Tras terminar con los niños en comisaria, Hank y Nick terminan en la casa hogar para una cena tardía, junto con Valentina que también fue invitada, para tratar herida que no se pueden explicar en el reporte policíaco.

Por suerte para ella, el capitán Renard pudo arreglar las cosas con el FBI compartiendo el buen resultado y así, evitó la detención y la cárcel, por engañar a la policía con su trabaja en el FBI pese a que fue

Harry escribió en un texto la dirección al móvil de Nick, que estaba de copiloto por el dolor general que sintió.

"Sigo sin estar segura de ir a esta… celebración". Dice Valentina desde el asiento de atrás.

Hank la mira por el espejo retrovisor severamente. "Estamos heridos. Sobre todo Nick. Lo mejor es que nos traten ahí".

"Dijiste que es una casa hogar recientemente abierta". Mira el espejo para confirmar con Hank. "No es normal que una casa de acogida invite a un grupo de adultos para sanar herida"

Esta vez fue Nick el que responde. "No es una casi normal. Está diseñado para niños wesen. El director es un… aliado nuestro". Ignoró el carraspeo desaprobado de Hank. "Es el que me dio el amuleto que repelió a la llorona"

Valentina, incrédula, alza una ceja. "Ese juguete de plástico, que insiste que te salvó en el fondo del río". Se cruza de brazos mirando el camino boscoso. "No puedo entender eso ¿Acaso es un zauberbiest? Son los únicos a parte de las hexenbiest que pueden hacer magia".

Nick hace un ruido extraño. "No-o. No es una hexenbiest o zauberbiest".

Valentina sigue enfurruñada, notando un leve resplandor, sospechando que es la casa hogar. Y no estaba equivocada. Del todo.

Con amplios ojos descruza los brazos pegando la nariz a la ventana. "Esto no es una casa ¡Es una mansión!".

Brillante como una estrella en medio de la oscuridad de la madrugada, el enorme edificio destacaba brillante con todas las luces amarillas encendidas. La misma entrada estaba custodiada por dos hileras de lámparas, haciendo innecesaria la luz de la camioneta para ver el camino.

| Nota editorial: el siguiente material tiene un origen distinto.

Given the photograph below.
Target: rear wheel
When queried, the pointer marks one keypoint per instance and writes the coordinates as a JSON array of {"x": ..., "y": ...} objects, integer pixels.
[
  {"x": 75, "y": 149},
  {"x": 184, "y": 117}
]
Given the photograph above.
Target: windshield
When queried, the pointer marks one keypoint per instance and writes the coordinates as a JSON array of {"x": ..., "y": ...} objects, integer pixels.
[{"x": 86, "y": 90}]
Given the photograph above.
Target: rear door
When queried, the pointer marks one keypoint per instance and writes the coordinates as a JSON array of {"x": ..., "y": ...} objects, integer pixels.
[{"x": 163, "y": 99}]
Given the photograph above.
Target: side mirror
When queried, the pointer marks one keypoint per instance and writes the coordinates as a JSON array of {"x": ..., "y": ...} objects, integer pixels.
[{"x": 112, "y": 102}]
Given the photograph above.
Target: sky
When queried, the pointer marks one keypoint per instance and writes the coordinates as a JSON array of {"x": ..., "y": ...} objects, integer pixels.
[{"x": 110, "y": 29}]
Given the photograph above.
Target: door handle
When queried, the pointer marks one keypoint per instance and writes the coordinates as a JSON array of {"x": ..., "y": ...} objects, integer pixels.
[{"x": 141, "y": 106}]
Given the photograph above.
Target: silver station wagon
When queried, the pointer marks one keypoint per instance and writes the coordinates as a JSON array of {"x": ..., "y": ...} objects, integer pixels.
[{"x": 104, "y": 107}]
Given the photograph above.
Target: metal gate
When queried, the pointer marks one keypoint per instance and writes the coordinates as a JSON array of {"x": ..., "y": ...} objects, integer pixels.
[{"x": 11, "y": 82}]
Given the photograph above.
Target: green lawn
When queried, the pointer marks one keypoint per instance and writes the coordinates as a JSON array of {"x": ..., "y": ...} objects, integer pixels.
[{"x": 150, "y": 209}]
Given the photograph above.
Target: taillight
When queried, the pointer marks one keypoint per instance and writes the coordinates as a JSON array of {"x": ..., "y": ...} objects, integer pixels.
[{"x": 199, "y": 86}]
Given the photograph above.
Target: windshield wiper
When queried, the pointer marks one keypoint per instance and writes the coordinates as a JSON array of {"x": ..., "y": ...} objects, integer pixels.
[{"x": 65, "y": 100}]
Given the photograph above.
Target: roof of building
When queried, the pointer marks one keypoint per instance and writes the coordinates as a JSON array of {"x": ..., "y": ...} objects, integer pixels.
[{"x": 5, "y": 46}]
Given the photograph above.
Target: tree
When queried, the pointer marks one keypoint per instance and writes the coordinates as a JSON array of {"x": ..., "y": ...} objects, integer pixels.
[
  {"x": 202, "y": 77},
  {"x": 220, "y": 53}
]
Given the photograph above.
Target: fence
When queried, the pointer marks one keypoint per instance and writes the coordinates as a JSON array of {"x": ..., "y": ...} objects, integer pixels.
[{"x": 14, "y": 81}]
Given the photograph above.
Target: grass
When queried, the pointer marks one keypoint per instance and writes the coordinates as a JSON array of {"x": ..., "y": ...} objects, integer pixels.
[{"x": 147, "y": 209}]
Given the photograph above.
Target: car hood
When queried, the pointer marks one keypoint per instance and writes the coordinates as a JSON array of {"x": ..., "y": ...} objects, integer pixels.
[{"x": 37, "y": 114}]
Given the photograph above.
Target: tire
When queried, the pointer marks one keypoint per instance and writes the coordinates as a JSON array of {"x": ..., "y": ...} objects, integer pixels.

Casi sin parpadear Valentina tiene una idea errante. "¿Cuánto gastarán en la cuenta de electricidad?". Más una pregunta al aire, porque ninguno de los detectives respondió, igualmente asombrados por la vista.

Una vez llegado a la entrada de la mansión, fueron recibidos por tres personas.

"Hola Hank, Nick, al nido de Hedwin"

El detective mayor saluda con la mano. "Esto es maravilloso Harry ¿Todo esto es el hogar?". Había tanta luz que hasta su piel oscura parecía brillar dorada.

"Sí. Es un gran ambiente para los niños en desarrollo".

"No tengo dudas de eso". Saliendo del estupor por la vista presenta a la otra visitante. "Ella es Valentina. Trabajó con nosotros para encontrar a los niños secuestrados por la llorona".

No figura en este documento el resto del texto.